Die Strecke von Viseu nach Albergaria zog sich wie ausgelutschtes Kaugummi. Wir kamen in zwei Staus. Man wußte nicht, ob es wegen einiger Unfälle war oder wegen der Baustellen. Die ganze Strecke ist eine Baustelle. Man scheint es zu lieben, hohe Hänge aufzuschütten und dann mit Zement zu übergießen und an derem Fuß dann mörderische Autostraßen zu bauen. Mir gefiel das alles nicht. Ich wollte endlich raus hier. Außerdem regnete es die ganze Zeit. Es reichte!
Um 16.30 Uhr nach meiner Uhr kamen wir in Albergaria-a-velha an.

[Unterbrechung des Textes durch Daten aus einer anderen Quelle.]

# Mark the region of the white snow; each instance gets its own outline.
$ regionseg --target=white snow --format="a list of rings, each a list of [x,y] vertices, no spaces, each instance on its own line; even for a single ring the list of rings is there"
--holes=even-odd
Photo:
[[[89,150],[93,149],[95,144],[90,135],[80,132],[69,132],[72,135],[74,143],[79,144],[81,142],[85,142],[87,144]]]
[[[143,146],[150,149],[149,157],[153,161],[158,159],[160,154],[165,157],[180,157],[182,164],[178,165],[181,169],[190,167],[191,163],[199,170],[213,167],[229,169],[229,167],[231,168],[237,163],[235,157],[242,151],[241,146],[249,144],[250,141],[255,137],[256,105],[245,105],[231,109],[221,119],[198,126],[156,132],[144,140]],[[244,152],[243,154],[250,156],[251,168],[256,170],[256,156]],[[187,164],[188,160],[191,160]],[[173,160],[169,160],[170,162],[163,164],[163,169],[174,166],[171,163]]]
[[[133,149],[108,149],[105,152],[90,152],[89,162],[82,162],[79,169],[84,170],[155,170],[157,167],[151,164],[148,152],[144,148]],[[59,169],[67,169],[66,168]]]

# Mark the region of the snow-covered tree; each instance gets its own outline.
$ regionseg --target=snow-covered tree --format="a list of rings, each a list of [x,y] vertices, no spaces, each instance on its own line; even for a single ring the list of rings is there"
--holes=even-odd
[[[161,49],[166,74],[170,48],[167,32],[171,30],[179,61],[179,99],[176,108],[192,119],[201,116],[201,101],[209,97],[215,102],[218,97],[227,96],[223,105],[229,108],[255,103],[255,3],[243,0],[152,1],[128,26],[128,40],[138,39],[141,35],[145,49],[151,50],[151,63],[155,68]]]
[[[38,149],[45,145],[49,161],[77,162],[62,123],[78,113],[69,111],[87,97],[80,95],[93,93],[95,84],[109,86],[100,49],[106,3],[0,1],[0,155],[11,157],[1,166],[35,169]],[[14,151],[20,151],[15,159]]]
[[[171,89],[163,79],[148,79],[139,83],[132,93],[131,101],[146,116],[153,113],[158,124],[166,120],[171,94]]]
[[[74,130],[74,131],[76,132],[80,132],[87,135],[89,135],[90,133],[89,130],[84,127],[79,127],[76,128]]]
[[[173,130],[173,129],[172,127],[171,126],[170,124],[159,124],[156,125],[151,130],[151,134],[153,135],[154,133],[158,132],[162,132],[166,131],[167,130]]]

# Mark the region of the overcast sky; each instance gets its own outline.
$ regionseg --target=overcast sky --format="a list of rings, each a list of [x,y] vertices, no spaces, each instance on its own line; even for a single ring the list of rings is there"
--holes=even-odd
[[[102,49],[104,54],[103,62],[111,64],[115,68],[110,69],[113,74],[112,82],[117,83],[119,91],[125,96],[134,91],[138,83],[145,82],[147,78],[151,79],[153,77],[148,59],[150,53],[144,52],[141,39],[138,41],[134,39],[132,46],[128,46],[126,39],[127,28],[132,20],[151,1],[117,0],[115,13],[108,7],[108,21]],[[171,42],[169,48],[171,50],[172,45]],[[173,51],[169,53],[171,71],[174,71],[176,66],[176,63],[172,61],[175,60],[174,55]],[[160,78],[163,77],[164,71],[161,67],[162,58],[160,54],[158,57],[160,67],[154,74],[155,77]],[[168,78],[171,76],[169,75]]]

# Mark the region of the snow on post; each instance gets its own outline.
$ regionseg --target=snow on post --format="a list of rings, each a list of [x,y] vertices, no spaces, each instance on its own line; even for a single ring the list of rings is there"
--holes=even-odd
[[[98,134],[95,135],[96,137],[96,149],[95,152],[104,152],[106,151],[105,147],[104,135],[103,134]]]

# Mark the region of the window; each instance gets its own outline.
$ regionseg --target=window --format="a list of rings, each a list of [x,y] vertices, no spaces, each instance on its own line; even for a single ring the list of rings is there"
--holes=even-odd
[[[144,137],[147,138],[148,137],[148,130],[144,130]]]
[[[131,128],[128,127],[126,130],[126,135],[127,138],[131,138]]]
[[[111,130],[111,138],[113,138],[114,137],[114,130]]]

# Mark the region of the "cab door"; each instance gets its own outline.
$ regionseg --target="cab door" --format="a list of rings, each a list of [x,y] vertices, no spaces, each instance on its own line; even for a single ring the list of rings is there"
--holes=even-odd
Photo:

An diesen Busbahnhof konnte ich mich nicht mehr erinnern, vor 6 Jahren sah es eben noch anders aus. Die Mitreisenden wollten mich nicht rauslassen, dies sei nicht Porto, sagten sie. Ich wollte aber immer nach Albergaria, auch wenn das Ticket etwas anderes schreibt. In Deutschland konnte man solche Feinheiten eben nicht buchen. Meine Eltern standen schon da. Papa mußte den halben Kofferraum des Busses ausräumen, mein Koffer war wirklich in der letzten Ecke. Der Busfahrer krümmte keinen Finger. Nach einem Milchkaffee im Busbahnhof ging mir endlich auf: Ich bin angekommen.  Wer will behaupten, ich habe für mein Geld nicht viel geboten bekommen?

2 Antworten

  1. Volkmar schreibt:

    Ist ja ein richtiger Horror-Trip, der nur noch von einer per-Anhalter-Fahrt übertroffen werden kann.
    Ein paar Tage unterwegs, auf engem Raum, man kann nicht oder nur sehr schlecht schlafen, muss sich hinterher ein paar Tage von den Strapazen erholen. Man kann sich kaum waschen, Bus fährt weg, Umsteigen, Koffer rumwuchten, und und und.
    Nimmt man dagegen das Flugzeug, dann ist ein Hin- und Rückflug etwa nur doppelt so teuer. (Die 140 € beziehen sich doch nur auf die "einfache" Busfahrt, oder?) Vorausgesetzt, man kann rechtzeitig buchen und bekommt einen günstigen Tarif.
    Allerdings sieht man mehr, lernt bestimmte Leute kennen. Z. B. nette französische Polizisten. Aber für mich wäre das nichts mehr. Bin bequem geworden.
    Na ja, aber dennoch hat sich Bolle….

  2. Christine schreibt:

    Also Katharina, wenigstens wurde es nicht langweilig!
    Wenn Sie mal wieder nach Carregosa wollen: Ab November soll die AirBerlin zu Spitzenpreisen nach Porto fliegen (über Mallorca). Und wenn mal wieder mit dem Bus – versuchen Sie einen Bus der Internorte zu bekommen. Ich vermute, die fahren eine andere Strecke.